The Syrian Observatory for Human Rights, a British-based group that reports on the war, also said that insurgents had set off several suicide car bombs on the western edge of Aleppo.
A Syrian military source said an insurgent attack in that area had been thwarted. A state TV station said the army had destroyed four car bombs.
The rebels aim to break a siege that government and allied militias imposed this summer with air support from the Russian air force. The rebel-held eastern districts of Aleppo have been subjected to a fierce bombardment since the army declared an offensive to capture the area last month.
"There is a general call-up for anyone who can bear arms," a senior official in the Levant Front rebel group, which fights under the Free Syrian Army (FSA) banner, told Reuters. "The preparatory shelling started this morning," he added.

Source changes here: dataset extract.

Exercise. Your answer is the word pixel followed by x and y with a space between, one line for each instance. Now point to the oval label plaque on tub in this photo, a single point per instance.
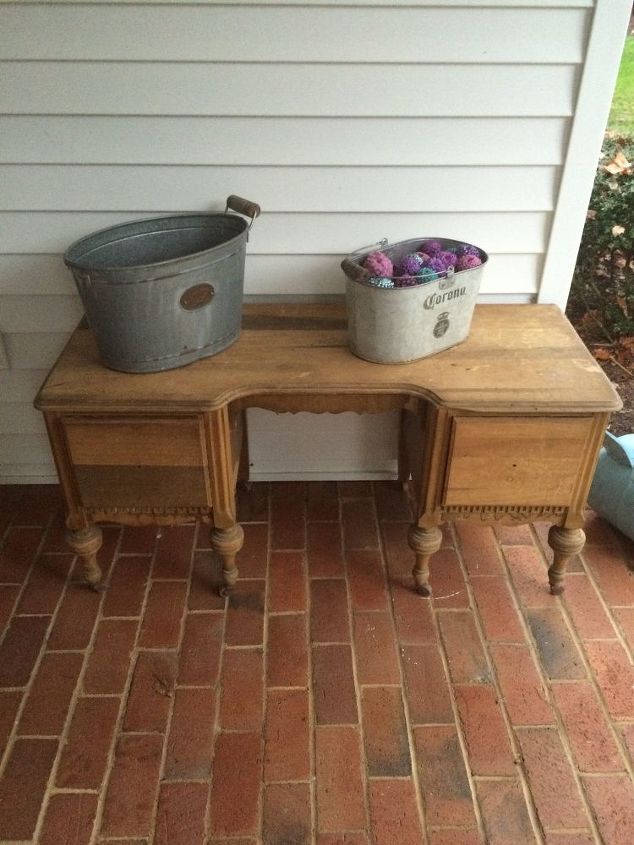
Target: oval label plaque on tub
pixel 197 296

The attack appeared to have been mostly launched by rebel fighters from outside the city against government forces that hold its western districts.
A spokesman for Ahrar al-Sham, a large Islamist rebel group, also said in a social networking message that an offensive on Aleppo had begun on Friday. Factions involved in the attack include Free Syrian Army groups and Jaish al-Fatah, an alliance of Islamist factions, the Levant Front official said.
Grad rockets were launched at Aleppo's Nairab air base, said Zakaria Malahiji, head of the political office of the Aleppo-based Fastaqim rebel group, adding that it was going to be "a big battle" with all the insurgent groups there participating.
Heavy rebel bombardment, with more than 150 rockets and shells, struck districts on the southwest of the city, the Observatory reported. It said more than 15 civilians had been killed and 100 wounded by rebel shelling of government-held western Aleppo. State media reported that five civilians were killed.
The Observatory also said that Grad surface-to-surface rockets had struck Nairab air base and also locations around the Hmeimim air base, near Latakia.
Syria's civil war, now in its sixth year, pits President Bashar al-Assad, backed by Russia, Iran and Shi'ite militias from neighboring states, against mostly Sunni rebels including groups supported by Turkey, Gulf monarchies and the United States.
Aleppo, Syria's most populous city before the war, has for years been split between a government-held western sector and the rebel-held east, which the army and its allies managed to put under siege this summer.